Once upon a time, there was a wine critic who was totally incorruptible. He did not attend trade tastings or travel on sponsored junkets, and fiercely insisted on paying his own way. His approach to wine criticism was viewed as a refreshing change from the methods of the British wine press, who were frequently member of the trade themselves; they were known for socializing with producers, forging friendships with them and accepting favors of all sorts.
This critic became the champion of the consumer, a Ralph Nader of wine. His name was Robert Parker.
Over time, Parker himself developed personal friendships with winemakers, but his publication—The Wine Advocate—remained above reproach. As the years passed, he slipped into semi-retirement, hiring writers to review wine in the Advocate. Some of the writers he chose were critics of great perception and talent. Others were old buddies who grew into positions of importance at the publication. One of those buddies was Jay Miller, who began as an unpaid assistant to Parker and ended up reviewing wine from Oregon, Washington, Spain, Argentina and Australia.
Jay Miller resigned from The Wine Advocate last week, amid allegations that he (or people speaking for him) attempted to extort money from wineries in exchange for visits and reviews. The charges were made by Jim Budd, a wine blogger based in London. Budd apparently has copies of emails sent by Pancho Campo (president of The Wine Academy of Spain, and Miller’s representative in that country) to various wine estates, demanding 20,000 Euros for a visit from Miller. A positive review in The Advocate can be a powerful sales tool, well worth that type of investment.

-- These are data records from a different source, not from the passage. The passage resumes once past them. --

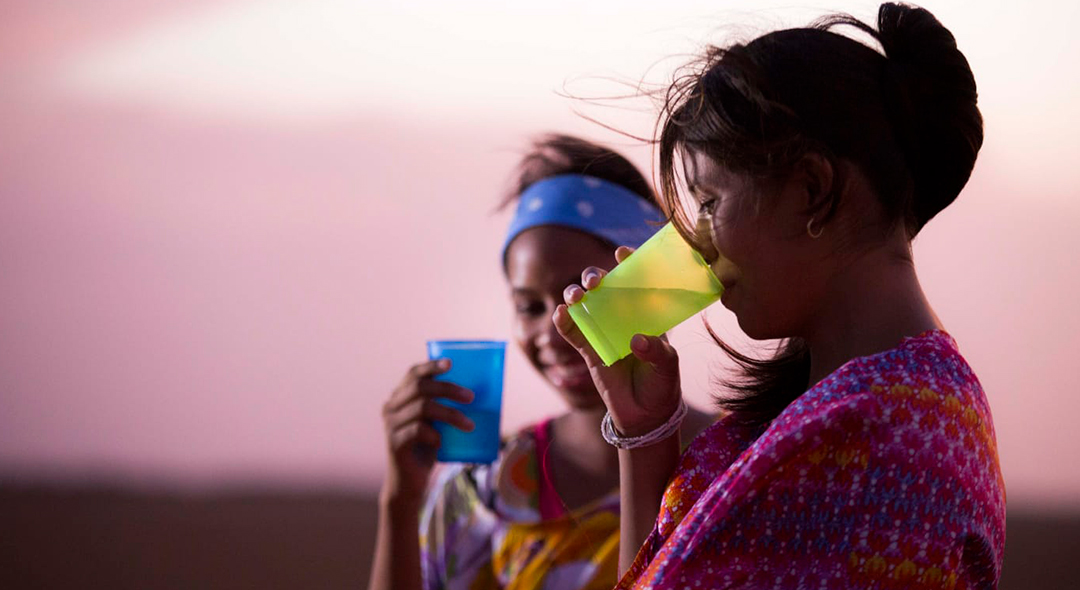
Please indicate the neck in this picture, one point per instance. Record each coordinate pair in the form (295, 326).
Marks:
(873, 304)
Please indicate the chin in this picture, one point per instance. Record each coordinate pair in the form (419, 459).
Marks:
(583, 401)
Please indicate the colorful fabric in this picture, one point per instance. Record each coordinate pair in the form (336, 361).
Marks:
(574, 201)
(482, 528)
(882, 475)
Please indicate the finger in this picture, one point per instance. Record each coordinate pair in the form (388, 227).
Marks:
(570, 333)
(572, 294)
(426, 388)
(591, 277)
(622, 253)
(416, 433)
(656, 351)
(434, 411)
(427, 410)
(429, 369)
(429, 388)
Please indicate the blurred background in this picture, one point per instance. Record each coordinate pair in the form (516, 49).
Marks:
(227, 227)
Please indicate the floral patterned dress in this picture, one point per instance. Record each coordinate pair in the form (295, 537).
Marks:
(883, 475)
(502, 526)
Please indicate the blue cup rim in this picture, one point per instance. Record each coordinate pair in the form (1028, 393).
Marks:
(477, 345)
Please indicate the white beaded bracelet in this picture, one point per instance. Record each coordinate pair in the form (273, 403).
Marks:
(669, 428)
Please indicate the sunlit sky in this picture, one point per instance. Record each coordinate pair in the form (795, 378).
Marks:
(227, 227)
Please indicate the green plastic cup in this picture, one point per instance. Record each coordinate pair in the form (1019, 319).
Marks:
(659, 286)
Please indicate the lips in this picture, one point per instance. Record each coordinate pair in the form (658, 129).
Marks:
(568, 375)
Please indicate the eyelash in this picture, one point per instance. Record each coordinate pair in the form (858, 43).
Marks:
(531, 308)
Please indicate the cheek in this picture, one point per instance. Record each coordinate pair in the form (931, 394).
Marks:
(523, 333)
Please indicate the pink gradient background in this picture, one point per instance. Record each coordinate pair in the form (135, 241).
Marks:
(215, 263)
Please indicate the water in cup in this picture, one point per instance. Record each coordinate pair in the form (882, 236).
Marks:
(476, 365)
(660, 285)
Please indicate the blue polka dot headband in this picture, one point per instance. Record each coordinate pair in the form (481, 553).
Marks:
(593, 205)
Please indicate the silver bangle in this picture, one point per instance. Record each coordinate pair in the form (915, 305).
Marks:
(669, 428)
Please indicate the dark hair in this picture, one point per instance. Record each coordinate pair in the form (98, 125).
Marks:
(553, 155)
(906, 117)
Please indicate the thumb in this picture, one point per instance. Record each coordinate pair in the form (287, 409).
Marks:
(656, 351)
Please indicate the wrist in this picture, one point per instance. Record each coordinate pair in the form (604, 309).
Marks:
(663, 431)
(399, 498)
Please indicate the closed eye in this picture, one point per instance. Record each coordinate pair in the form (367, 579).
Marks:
(529, 308)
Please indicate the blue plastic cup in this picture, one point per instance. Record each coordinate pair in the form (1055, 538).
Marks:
(476, 365)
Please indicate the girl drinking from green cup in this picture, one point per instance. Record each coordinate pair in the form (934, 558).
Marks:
(862, 454)
(545, 513)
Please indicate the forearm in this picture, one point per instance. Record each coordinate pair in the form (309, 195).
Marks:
(396, 563)
(644, 474)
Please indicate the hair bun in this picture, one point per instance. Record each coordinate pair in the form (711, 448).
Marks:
(933, 102)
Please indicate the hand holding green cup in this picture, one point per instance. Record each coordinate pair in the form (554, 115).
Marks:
(659, 286)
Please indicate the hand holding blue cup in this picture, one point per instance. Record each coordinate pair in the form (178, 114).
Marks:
(477, 365)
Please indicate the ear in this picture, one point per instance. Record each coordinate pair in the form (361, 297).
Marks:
(818, 184)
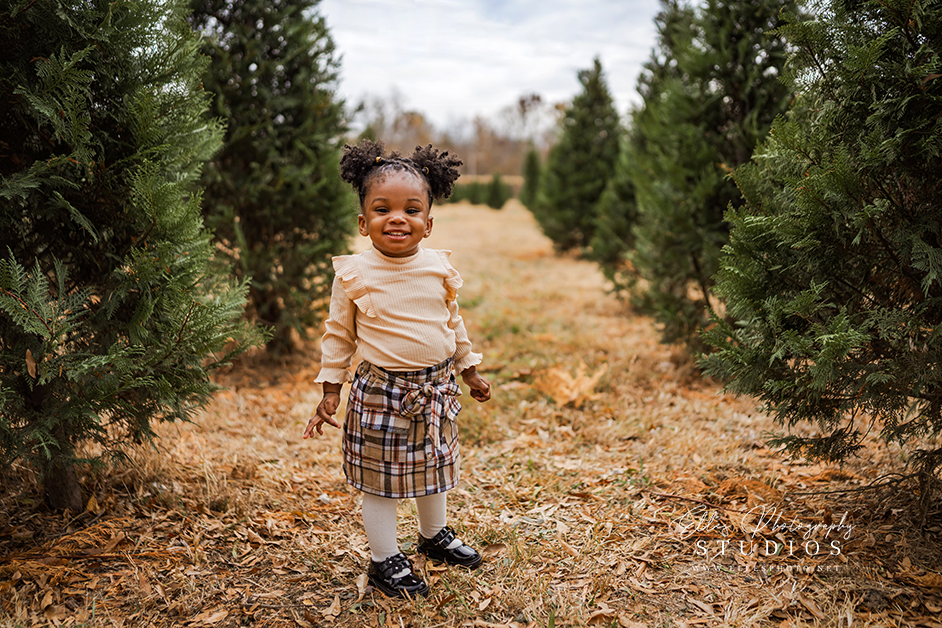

There’s no evidence that any money went to Miller, and yet he resigned anyway. It was not the first time he had stirred up controversy at the magazine. Over the past several years he relinquished responsibility for reviewing Argentina and Australia after it was discovered that he had accepted paid junkets to those countries, in violation of the Advocate’s policy. Miller says that the timing of his resignation was purely coincidental. Parker says he has launched an investigation into the matter, but continues to be supportive of Miller.
This is one of the problems with revolutions—the revolutionaries frequently turn out to possess the same flaws as the people they depose.